Forum Moderators: open
My question is this how many pages are to many. Do you get penalized if you do to many? What I am planning on doing is adding extra information to my book price comparsion site "removed" The new info I will be adding will a info from an open source encyclopedia, dictionary and thesaurus. If the user chooses the extra info form of the search they will get a page something like this mockup "removed" with the extra info on each side. They will also be able to browse the encyclopedia, dictionary and thesaurus to find articles on authurs, related to words to search with etc.
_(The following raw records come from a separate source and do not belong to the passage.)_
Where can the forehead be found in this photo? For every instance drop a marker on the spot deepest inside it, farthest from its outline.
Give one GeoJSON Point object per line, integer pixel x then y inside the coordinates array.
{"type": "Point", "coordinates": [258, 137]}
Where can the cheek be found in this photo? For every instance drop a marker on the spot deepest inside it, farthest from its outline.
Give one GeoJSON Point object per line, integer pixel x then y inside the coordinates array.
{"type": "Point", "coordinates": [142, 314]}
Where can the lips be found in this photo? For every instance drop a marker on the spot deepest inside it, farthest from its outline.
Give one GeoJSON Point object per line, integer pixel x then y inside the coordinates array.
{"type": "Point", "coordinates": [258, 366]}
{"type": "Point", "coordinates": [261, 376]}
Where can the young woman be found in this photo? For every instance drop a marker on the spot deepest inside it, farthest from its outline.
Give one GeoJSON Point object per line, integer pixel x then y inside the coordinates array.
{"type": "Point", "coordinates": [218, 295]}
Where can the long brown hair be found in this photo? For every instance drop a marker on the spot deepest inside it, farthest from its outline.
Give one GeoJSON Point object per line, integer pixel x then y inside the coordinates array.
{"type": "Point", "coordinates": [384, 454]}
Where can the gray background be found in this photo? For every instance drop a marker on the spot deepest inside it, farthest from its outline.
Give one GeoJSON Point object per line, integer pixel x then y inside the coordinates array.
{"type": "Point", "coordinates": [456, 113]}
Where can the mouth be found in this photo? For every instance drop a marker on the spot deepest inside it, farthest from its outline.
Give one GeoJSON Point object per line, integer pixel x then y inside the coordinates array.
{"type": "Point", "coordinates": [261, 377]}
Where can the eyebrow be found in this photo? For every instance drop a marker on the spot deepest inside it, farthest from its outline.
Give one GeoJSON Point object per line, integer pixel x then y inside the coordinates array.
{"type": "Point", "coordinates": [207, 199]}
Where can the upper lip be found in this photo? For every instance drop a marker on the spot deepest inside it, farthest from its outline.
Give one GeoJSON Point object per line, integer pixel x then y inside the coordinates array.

Between the encyclopedia with 200,000 plus entries the dictionary, the thesaurus, the browsable book database (also on the way) and the authors database (also on the way) I should be creating well over 500,000 dynamic pages when it is crawled when its all done. With most pages have info from the other sources and being optimized the best I can figure out how to do including mod_rewrite to make nice friendly URLs.
Now is this a good idea?
I keep forgetting about removing links the other forums I use dont have that rule.
[edited by: Sulla at 6:02 am (utc) on Aug. 18, 2003]
It may not be a good idea to have that many indexed regularly anyway because it will eat up a ton of bandwidth.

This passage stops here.